Une fille d’une dizaine d’années, passionnée par le piano, est sur le point de passer un concours important. Elle a décidé qu’elle arrêterait de pratiquer cet instrument si elle échouait.
Le jour J, elle donne une prestation remarquable jusqu’à ce qu’un élément extérieur réduise en miettes sa concentration et, avec elle, ses rêves : une admiratrice est entrée dans la salle d’examen pour demander un autographe à la présidente du jury… que celle-ci consent à lui donner.

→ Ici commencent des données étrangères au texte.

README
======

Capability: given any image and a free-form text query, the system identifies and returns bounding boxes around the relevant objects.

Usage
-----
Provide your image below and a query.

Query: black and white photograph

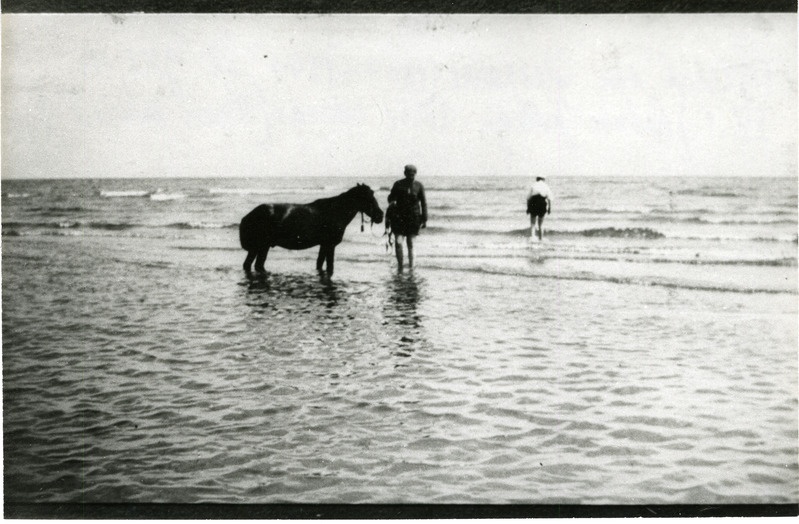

Des années ont passé. Mélanie termine son BTS par un stage pratique dans le cabinet d’un avocat. Celui-ci recherche, pour les vacances de Toussaint, une baby-sitter. Mélanie propose ses services et emménage momentanément chez les Fauchécourt. Là, elle côtoie Ariane Fauchécourt, concertiste, son ex-présidente du jury. Ariane ne reconnaît pas la jeune femme. Elle aurait peut-être du. Pétrie de doutes, elle cherche un soutien et croit le trouver en la personne de Mélanie, dont elle fait sa tourneuse de pages. Un rôle d’importance dont la performance de l’artiste dépend directement. Entre rancoeur et admiration, quel est le véritable dessein de Mélanie ?
Filons la métaphore musicale en précisant d’emblée que la partition de Denis Dercourt est pleine de subtilité. Le réalisateur met en scène avec finesse l’ambiguïté des sentiments, la fragilité d’une star jadis au firmament, la force tranquille et inquiétante d’une jeune pousse.

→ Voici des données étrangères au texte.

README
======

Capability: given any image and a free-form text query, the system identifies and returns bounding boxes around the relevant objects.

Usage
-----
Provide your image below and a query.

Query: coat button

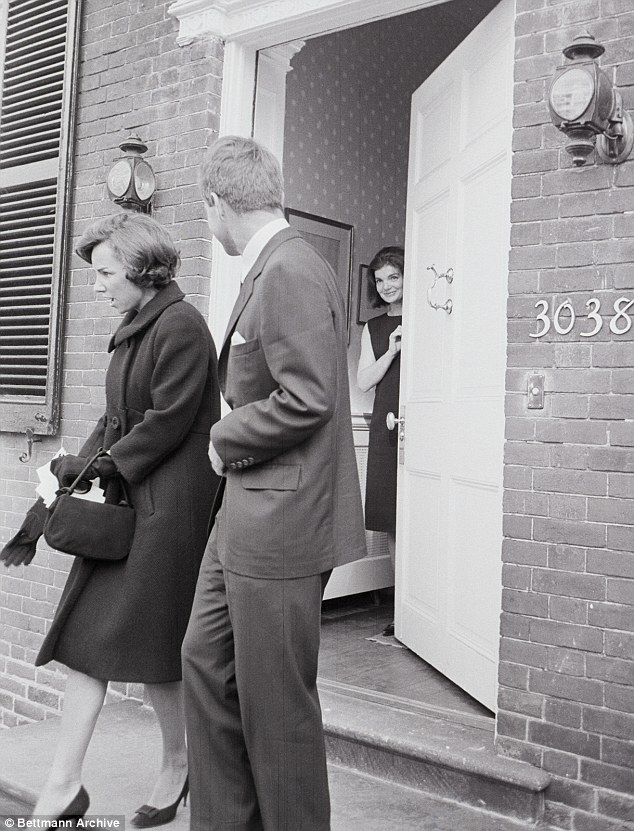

Quand Mélanie s’aventure dans les couloirs sombres du sous-sol de la villa, le spectateur plonge avec elle dans les tréfonds des âmes. Il n’en ressortira véritablement qu’avec le générique de fin. Entre temps, il aura eu le loisir de décrypter chaque geste pour tenter d’apporter un peu de lumière sur les motivations de chacun.
L’habile construction que constitue La Tourneuse de Pages repose pour beaucoup sur ses personnages et, de fait, sur la performance de ses acteurs. Déborah François, révélée dans L’Enfant, est remarquable dans ce rôle à l’opposé de celui qu’elle avait assuré dans le film des Dardenne : ici, les expressions de son visage restent constamment sous contrôle, elles ne dévoilent que quelques rares et équivoques sourires. Catherine Frot est, elle aussi, très convaincante dans la peau de cette femme forte devenue étrangement instable.

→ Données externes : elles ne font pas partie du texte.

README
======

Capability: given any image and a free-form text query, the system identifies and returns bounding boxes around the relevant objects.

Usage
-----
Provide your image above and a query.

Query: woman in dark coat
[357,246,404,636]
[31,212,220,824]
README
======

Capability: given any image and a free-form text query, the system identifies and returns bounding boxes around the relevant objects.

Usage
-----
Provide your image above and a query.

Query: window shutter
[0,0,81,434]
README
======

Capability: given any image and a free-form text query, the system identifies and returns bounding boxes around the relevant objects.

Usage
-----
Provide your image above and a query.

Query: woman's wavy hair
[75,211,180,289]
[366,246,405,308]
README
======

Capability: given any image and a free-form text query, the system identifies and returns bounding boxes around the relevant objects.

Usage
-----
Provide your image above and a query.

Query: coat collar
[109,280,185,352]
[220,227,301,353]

Denis Dercourt signe ainsi un nouveau long-métrage séduisant. Seuls ceux qui sont réfractaires à certaines conventions du cinéma d’auteur français (ellipses, lenteurs des séquences, économie des dialogues) devraient être déçus.
La Tourneuse de Pages est donc, vous l’aurez compris, un petit plaisir bien agréable en cette période estivale, souvent synonyme de disette cinéphile.